Quote Originally Posted by Jedburgh
I really hate the pseudo-intellectual sound of "4GW Warfare". It's simply age-old guerrilla warfare for Christ's sake. And "operational IED's" my ass. It's just another type of ambush, which tactic has been used by irregular forces against organized military units since time immemorial. The tactical ambush has evolved as weapons evolved, from bows-and-arrows, to matchlocks, to automatic weapons and AP mines - the IED is simply another turn on a very old coin. No need to make it out to be more than it is.
I've always had that feeling about 4GW, especially when authors like to try to date its "start" as right around Mao's time. It goes back MUCH farther than that, and if anything I would see it more as a socio-political outgrowth of the much-discussed 3GW style of battle. Instead of finding physical weak points in the enemy's lines you're using different methods and weapons to find different weak points. It's just a wider take on warfare than perhaps we've seen in some time.

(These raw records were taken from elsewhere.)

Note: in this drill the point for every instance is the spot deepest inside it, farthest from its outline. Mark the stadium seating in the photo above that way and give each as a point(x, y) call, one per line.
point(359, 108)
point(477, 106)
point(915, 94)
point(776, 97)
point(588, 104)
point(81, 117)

However, if you look back at the USMC Small Wars Manual and the actions that the army took in the Philippeans around the turn of the 19th-20th century, you see some of the same issues and awareness as we're "discovering" now. The Frontier Army between 1866 and 1891 had to deal with a hostile press, an enemy who could easily blend in with his more peaceful neighbors, and a combat strength that wasn't totally adequate to the task being asked of it. There was also a major "culture shock" for officers who'd just come out of the Civil War. In the end, only a handful really became skilled at Indian war, or what might be now called unconventional war or small wars. When you add the rampant corruption in the Indian Bureau, the folks who were handling what we might now call pacification and hearts and minds programs, the Army back then faced a pretty stacked deck. So I guess you could say that we've "been here before," just in a different time and somewhat different context. And those same officers, for the most part, later went on to the Philippeans.